La Suprema Corte è ormai orientata in maniera consolidata nel ritenere che le condotte persecutorie poste in essere dal lavoratore possano integrare il delitto di maltrattamenti in famiglia (art. 572 c.p.), ma solo se realizzate in un contesto avente natura para familiare, in cui il rapporto intersoggettivo che si instaura tra datore di lavoro e lavoratore subordinato in quanto caratterizzato dal potere direttivo e disciplinare che la legge attribuisce al primo nei confronti del secondo.

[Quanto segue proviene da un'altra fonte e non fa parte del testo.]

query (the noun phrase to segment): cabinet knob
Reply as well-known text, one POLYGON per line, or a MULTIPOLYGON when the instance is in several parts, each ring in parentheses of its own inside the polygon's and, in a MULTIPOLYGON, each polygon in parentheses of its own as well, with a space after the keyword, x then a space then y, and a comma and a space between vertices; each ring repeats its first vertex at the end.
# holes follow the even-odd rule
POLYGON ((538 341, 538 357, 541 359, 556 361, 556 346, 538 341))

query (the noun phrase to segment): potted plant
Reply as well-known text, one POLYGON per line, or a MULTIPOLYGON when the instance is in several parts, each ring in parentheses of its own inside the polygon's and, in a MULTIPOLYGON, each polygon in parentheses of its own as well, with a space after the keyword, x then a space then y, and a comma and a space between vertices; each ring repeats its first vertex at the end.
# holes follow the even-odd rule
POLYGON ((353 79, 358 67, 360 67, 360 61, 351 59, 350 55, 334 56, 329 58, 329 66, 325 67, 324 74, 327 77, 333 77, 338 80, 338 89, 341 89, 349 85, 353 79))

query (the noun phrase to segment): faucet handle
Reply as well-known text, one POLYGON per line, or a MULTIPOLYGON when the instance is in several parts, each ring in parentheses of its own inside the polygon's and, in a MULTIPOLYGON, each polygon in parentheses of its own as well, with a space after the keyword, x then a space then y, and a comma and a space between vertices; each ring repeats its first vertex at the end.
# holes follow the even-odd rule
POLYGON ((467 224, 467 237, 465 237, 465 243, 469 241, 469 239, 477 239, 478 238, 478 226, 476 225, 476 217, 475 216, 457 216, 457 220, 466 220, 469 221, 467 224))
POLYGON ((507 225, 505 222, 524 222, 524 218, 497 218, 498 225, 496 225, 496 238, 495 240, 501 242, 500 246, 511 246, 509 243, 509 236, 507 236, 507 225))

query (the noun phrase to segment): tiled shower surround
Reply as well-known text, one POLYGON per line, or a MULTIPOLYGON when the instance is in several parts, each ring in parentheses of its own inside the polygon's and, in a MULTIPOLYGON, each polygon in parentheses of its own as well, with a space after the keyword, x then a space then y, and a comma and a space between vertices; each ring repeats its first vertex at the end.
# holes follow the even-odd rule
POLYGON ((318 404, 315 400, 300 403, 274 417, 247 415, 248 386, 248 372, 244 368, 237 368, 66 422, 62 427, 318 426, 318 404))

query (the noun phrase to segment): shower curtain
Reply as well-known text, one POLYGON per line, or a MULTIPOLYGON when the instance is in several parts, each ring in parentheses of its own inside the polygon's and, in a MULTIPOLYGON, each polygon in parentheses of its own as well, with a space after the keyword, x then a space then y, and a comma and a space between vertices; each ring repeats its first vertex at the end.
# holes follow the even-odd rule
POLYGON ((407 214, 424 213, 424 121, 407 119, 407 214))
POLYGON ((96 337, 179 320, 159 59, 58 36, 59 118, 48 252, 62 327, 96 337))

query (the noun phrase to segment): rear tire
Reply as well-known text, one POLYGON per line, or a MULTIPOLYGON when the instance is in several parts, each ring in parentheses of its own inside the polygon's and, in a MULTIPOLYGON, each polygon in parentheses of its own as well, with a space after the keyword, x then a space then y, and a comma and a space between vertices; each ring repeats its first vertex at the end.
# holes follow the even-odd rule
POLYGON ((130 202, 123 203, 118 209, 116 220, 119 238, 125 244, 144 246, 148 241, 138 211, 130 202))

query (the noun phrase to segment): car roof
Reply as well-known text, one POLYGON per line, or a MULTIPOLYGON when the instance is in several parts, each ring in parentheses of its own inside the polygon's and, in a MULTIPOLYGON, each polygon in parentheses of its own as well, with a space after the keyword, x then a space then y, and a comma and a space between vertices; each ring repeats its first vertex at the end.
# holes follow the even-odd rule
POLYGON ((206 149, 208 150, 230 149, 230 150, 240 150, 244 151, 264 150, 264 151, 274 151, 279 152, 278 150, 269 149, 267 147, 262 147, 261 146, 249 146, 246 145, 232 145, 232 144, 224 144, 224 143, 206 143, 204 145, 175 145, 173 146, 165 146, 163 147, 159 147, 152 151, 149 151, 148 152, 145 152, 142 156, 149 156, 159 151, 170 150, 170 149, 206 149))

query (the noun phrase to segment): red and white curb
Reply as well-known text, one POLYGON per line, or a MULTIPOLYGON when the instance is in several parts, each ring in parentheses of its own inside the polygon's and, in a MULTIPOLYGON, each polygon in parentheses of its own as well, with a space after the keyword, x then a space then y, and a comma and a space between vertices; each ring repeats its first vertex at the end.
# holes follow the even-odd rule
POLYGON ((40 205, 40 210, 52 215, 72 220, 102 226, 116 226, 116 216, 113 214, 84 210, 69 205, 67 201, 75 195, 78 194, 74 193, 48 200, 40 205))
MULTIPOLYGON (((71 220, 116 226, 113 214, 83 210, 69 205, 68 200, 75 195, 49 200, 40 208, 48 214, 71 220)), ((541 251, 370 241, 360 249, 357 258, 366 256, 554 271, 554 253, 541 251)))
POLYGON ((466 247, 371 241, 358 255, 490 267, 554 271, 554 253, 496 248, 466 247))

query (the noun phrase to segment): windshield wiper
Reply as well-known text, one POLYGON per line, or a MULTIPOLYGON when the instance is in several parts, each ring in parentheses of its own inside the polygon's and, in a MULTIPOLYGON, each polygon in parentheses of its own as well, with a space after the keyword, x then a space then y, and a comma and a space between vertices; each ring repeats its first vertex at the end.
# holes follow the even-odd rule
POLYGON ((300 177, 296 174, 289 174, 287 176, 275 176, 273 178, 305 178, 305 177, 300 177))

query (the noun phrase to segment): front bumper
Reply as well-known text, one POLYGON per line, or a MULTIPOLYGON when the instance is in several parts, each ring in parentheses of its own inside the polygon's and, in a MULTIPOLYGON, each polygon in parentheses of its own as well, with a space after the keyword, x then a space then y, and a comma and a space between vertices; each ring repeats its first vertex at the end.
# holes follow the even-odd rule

Nel caso di specie, di fronte alla condanna di due soggetti rispetto a condotte vessatorie nei confronti di tre dipendenti donne (tra cui “approcci sessuali tanto verbali quanto fisici”), secondo i Giudici di Legittimità essi non sono punibili per il reato in questione poiché “non ogni fenomeno di mobbing – e cioè di comportamento vessatorio e discriminatorio – attuato nell’ambito di un ambiente lavorativo, integra gli estremi del delitto di maltrattamenti in famiglia, in quanto, per la configurabilità di tale reato, anche dopo le modifiche apportate dalla legge n. 172 del 2012, è necessario che le pratiche persecutorie realizzate ai danni del lavoratore dipendente e finalizzate alla sua emarginazione (c.d. mobbing) si inquadrino in un rapporto tra il datore di lavoro ed il dipendente capace di assumere una natura para-familiare”.